Is USD 7 Billion an Overestimation for SenseTime?

Technology Author: Yizhou Gu Editor: Luke Sheehan Apr 02, 2020 11:50 PM (GMT+8)

Entering the commercialization period of the AI industry, SenseTime has to prove its profitability instead of leaning on the AI concept and academic research.

Image Credit: Gerd Altmann from Pixabay

This article is translated from iyiou (https://www.iyiou.com/p/111617.html) by Zhou Wenmeng. 

Li Xu, the CEO of SenseTime, in a speech in Singapore on September 5th, 2019, claimed that the estimated value of SenseTime had exceeded USD 7 billion.

According to CB Insights, SenseTime had reached USD 4.5 billion estimated value in 2018, after receiving funding from institutional investors including Alibaba and IDG Capital.

So does the USD 2.5 billion increment make sense?

From facial recognition startup to CV unicorn

Founded in November 2014 with DeepID, a facial recognition algorithm with a 98.52% accuracy rate – exceeding Facebook’s DeepFace algorithm at the same time period – SenseTime has been chased after by VC Capital firms ever since.

With ample funding from top institutional investors, SenseTime has extended from facial recognition to more professional Computer Vision (CV) technologies, including large-scale video data understanding/mining and image processing /augmentation. Based on such technologies, SenseTime has become the AI algorithm provider of industrial giants in autonomous vehicle, healthcare, smart city, etc. 

Is USD 7 billion an exaggeration?

SenseTime is now facing great challenges as an AI algorithm provider, although with the environmental shift that AI is now a relatively mature and commercialized industry.

There are mainly three different types of companies in the Chinese AI industry – algorithm provider, AI application developer and companies designing industrial upgrading solutions. The first type of company, like SenseTime, has weaker pricing power compared with traditional industrial giants, acting in the second or third roles. The open source characteristic of AI algorithms research puts most algorithm provider companies at the same research level. And the quantity and quality of data is more valuable than cutting-edge AI models.

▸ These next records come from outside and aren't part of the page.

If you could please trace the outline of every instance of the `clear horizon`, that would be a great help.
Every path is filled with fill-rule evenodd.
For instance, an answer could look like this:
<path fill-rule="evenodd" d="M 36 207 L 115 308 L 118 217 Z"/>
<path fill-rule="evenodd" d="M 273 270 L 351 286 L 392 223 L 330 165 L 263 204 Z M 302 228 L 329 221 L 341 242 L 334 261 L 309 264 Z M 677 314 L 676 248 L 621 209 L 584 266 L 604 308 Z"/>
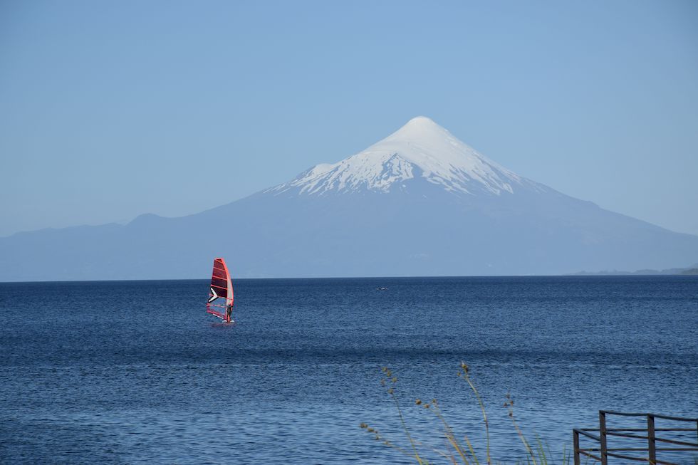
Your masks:
<path fill-rule="evenodd" d="M 418 115 L 698 234 L 697 19 L 689 1 L 4 2 L 0 236 L 197 213 Z"/>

Industrial giants, with massive data, are therefore more decisive in comparison. So SenseTime needs to build tighter connections with the industries.

It is hard for a single company to provide AI-related services for companies in several industries as the commercialization of AI technology requires deep processing of industry-specific data. SenseTime is, however, landing in a wide range of industries. Yet the scenario whereby SenseTime receives high revenue by widely providing AI technology and then pushing its estimated value to a higher level will no longer exist in the near future, with the recent downward-trending economy will mean companies are more budgeted in application of new technologies.

The rising USD 2.5 billion in estimated value of SenseTime is, as such, very doubtful.

The good news is that SenseTime is having more collaboration with the semiconductor industry. It has developed an AI chip that is likely to be the complement of NVIDIA’s products. And SenseTime may receive more support from its strategic investor, Qualcomm Incorporated.

AI chip making, a sector that is highly promoted by the Chinese government, can provide a chance for SenseTime to release its capability in AI technology.

Postponed IPO plan

News also came out that SenseTime did not have an IPO plan in the near future and was more interested in raising PE funding. 

SenseTime is now doing roadshows around the world. Its plan is to go IPO overseas after receiving ample funding from the domestic PE market first. Entering the commercialization period of the AI industry, SenseTime has to prove its profitability instead of leaning on the AI concept and academic research. In conclusion, SenseTime, as part of the Chinese AI ‘national team,’ should realize its value by sharpening its AI technology for realizable industrial usage, which is much more important than its IPO plan, estimated value and social footprint.